The General Data Protection Regulations (GDPR) came into force on 25th May 2018 and requires that all businesses issue a privacy statement to all clients and contacts, regarding the data held about the individual.
What information is held
The information held comes from you as the parent and your child.
Information held may include
I only hold the data needed to provide the services you engage me to provide. Contact information is used for scheduling, invoicing, and communicating my services.
Data will not be shared unless there is a legal obligation to do so.

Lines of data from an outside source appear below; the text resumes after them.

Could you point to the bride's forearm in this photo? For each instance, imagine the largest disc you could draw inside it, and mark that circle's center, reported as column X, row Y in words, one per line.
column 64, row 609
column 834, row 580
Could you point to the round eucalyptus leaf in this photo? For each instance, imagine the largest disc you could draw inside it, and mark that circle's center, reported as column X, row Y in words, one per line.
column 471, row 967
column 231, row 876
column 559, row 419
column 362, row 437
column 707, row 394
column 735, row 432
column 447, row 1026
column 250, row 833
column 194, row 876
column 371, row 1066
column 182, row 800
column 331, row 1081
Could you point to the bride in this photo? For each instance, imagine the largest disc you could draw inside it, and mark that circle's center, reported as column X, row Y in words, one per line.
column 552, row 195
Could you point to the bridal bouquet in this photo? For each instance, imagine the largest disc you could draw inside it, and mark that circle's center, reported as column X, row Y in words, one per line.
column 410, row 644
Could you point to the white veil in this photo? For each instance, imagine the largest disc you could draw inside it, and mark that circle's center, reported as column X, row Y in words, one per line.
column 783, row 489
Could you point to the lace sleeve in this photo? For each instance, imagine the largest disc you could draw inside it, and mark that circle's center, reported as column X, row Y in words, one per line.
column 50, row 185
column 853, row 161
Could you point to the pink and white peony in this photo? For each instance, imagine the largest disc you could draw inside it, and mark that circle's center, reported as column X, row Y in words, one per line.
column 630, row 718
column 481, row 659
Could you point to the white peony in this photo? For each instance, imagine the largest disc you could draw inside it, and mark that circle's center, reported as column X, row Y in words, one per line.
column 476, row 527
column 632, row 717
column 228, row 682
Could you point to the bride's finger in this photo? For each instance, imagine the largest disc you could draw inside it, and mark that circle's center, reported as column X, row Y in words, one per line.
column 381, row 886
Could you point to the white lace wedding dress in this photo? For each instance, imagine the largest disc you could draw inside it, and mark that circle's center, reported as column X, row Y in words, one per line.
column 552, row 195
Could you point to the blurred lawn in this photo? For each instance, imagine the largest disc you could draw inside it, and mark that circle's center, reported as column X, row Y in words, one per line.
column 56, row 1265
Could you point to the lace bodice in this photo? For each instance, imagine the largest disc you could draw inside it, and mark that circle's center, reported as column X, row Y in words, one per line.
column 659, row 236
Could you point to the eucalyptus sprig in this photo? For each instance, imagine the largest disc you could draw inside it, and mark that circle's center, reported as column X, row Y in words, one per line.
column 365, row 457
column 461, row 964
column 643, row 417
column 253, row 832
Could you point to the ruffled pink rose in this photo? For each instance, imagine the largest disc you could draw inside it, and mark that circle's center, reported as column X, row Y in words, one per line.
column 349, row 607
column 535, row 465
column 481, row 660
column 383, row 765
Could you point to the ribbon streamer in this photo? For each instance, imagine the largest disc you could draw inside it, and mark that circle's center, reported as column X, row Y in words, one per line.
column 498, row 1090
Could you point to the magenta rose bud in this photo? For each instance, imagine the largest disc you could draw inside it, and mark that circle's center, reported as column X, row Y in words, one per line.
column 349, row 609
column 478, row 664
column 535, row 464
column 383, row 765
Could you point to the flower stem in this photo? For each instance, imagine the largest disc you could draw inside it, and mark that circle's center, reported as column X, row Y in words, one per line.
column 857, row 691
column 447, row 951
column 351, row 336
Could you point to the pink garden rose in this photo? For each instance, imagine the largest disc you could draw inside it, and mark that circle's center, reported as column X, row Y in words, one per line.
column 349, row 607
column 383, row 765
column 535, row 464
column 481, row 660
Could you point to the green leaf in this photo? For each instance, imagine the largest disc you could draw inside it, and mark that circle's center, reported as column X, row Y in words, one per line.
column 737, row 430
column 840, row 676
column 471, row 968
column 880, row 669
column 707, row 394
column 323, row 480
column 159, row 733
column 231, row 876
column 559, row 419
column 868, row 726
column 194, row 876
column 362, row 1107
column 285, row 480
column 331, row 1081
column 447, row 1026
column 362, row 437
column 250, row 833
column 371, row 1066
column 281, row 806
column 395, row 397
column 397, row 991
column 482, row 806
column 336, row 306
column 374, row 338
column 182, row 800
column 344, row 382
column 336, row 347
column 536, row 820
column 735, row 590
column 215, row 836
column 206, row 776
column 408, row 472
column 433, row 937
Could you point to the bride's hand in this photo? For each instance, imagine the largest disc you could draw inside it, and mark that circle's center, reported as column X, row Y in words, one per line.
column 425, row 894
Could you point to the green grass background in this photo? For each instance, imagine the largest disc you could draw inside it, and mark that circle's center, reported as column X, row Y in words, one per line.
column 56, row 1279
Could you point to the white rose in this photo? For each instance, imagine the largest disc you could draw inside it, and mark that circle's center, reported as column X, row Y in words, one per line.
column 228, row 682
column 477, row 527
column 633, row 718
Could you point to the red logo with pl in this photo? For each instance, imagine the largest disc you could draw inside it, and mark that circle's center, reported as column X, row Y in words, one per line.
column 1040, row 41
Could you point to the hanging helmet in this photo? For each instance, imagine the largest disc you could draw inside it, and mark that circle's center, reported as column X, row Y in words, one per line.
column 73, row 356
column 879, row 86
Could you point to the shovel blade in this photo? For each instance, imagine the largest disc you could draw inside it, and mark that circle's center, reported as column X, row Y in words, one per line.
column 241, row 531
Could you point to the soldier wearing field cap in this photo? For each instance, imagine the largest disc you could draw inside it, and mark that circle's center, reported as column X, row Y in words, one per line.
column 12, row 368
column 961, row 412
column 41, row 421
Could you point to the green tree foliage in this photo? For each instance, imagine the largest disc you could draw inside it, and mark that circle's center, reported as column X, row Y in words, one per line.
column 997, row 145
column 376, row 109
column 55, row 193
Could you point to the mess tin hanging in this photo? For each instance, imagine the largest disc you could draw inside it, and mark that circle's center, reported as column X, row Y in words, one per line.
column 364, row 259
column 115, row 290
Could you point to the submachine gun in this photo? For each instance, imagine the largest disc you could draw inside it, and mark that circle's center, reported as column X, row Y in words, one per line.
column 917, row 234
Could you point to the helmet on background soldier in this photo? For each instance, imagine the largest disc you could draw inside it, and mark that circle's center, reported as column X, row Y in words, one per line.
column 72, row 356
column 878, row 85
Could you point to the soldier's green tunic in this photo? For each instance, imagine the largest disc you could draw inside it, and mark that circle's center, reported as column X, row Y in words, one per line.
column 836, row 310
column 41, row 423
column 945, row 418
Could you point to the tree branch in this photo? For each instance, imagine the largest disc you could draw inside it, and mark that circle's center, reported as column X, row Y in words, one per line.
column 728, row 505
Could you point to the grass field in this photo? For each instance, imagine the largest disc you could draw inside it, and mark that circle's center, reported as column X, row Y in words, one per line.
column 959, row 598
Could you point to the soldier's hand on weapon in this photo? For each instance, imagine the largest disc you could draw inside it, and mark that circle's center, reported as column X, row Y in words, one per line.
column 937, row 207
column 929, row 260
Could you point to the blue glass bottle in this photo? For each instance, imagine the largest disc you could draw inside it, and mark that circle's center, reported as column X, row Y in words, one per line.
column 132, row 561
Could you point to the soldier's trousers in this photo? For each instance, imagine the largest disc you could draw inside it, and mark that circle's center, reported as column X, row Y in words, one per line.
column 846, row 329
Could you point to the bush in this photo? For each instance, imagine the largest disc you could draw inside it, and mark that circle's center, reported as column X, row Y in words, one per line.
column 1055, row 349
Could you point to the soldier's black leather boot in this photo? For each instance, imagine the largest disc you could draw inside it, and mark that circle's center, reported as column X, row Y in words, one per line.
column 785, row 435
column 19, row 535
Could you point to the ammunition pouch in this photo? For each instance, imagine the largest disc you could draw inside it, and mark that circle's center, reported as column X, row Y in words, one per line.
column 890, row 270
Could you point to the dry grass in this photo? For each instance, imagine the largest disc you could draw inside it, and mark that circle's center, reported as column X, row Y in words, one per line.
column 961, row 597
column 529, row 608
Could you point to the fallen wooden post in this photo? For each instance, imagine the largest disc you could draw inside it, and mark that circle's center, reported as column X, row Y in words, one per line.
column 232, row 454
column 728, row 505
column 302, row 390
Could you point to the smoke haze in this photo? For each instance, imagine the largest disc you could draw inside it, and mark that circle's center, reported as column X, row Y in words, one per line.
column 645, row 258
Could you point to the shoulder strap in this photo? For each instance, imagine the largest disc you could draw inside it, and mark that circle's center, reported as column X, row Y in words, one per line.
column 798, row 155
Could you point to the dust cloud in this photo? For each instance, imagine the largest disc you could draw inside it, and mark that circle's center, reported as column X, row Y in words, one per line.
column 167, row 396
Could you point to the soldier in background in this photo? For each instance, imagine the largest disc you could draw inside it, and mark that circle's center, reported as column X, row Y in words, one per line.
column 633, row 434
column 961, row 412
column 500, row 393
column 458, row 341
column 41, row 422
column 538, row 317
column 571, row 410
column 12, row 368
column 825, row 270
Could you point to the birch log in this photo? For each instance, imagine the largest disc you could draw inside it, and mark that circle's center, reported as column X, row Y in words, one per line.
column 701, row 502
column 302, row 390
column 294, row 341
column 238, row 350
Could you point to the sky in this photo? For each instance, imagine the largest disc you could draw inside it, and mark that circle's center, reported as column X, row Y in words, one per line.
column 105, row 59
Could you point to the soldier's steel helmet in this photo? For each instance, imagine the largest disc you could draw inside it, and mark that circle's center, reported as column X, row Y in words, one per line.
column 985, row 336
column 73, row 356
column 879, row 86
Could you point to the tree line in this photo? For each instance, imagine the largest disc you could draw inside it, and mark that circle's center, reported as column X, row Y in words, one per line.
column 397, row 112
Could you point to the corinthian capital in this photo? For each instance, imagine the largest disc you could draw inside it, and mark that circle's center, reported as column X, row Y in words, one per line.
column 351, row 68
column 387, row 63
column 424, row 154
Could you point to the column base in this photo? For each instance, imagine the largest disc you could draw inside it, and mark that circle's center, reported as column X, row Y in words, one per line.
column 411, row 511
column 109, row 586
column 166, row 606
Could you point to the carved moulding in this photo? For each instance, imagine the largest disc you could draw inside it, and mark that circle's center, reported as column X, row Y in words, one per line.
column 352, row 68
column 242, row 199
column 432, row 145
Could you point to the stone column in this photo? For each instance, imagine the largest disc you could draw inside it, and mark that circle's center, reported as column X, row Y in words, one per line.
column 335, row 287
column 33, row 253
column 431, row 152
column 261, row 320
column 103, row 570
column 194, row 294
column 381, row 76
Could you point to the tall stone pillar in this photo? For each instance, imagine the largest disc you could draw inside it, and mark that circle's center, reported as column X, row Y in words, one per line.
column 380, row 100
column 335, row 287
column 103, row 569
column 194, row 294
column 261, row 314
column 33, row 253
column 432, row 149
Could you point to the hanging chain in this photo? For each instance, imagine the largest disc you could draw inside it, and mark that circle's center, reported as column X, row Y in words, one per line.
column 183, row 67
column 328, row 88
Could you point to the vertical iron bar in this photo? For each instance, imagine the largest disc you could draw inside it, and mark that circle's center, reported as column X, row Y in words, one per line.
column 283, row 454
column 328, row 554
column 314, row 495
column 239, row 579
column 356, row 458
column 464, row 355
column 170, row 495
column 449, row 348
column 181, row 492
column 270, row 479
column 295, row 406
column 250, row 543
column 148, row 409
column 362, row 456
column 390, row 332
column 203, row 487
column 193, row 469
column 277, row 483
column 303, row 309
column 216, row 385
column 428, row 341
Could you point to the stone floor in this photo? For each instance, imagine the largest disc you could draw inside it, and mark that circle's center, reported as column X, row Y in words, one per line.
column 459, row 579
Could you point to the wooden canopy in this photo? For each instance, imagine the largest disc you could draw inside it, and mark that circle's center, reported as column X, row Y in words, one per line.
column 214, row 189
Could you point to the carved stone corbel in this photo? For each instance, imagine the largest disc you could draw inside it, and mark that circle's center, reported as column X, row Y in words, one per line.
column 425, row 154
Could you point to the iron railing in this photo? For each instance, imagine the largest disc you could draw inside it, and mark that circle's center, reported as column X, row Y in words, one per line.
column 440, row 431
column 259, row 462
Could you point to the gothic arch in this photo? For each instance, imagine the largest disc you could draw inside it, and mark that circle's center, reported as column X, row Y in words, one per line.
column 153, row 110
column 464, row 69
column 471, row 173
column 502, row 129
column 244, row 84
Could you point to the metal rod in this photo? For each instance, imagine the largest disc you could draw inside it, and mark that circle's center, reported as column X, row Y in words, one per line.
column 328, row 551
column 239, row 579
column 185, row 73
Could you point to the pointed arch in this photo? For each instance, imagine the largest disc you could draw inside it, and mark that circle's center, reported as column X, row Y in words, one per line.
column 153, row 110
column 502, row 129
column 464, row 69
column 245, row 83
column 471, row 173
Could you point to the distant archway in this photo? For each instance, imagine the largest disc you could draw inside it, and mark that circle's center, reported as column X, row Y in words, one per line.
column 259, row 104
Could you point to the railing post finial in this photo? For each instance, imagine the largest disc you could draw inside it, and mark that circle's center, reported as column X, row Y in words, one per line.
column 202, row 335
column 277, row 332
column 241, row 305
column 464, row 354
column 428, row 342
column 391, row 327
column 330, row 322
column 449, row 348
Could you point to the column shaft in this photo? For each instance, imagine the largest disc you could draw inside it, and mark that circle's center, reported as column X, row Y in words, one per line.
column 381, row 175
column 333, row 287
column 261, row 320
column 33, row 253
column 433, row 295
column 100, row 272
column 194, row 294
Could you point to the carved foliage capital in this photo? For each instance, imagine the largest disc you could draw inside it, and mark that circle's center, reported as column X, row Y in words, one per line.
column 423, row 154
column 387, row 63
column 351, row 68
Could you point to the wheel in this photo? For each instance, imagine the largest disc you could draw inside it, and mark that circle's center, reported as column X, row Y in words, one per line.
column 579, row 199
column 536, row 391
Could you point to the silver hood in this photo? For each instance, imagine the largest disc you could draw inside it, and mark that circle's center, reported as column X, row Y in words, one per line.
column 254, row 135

All reasonable steps are taken to ensure your data is processed and stored securely. This information is usually stored on a password protected computer. Names, contact numbers and email addresses are also stored in my email contacts on my password protected computer.
Consent
It is assumed that when you pay for the services , you consent to me holding the information about your child on file. It is assumed that consent to communicate via GoogleMeet/Zoom/Skype and other online platforms is given by parents for the online session.
Data Breaches
The GDPR introduces a duty on all organisations to report certain types of data breach to the Information Commissioner’s Office (ICO), and in some case, to individuals. In the event of a data breach, I will notify the ICO of a breach where it is likely to result in a risk to the rights an freedoms of individuals – if, for example, it could result in discrimination, damage to reputation, financial loss, loss of confidentiality or any other significant economic or social disadvantage.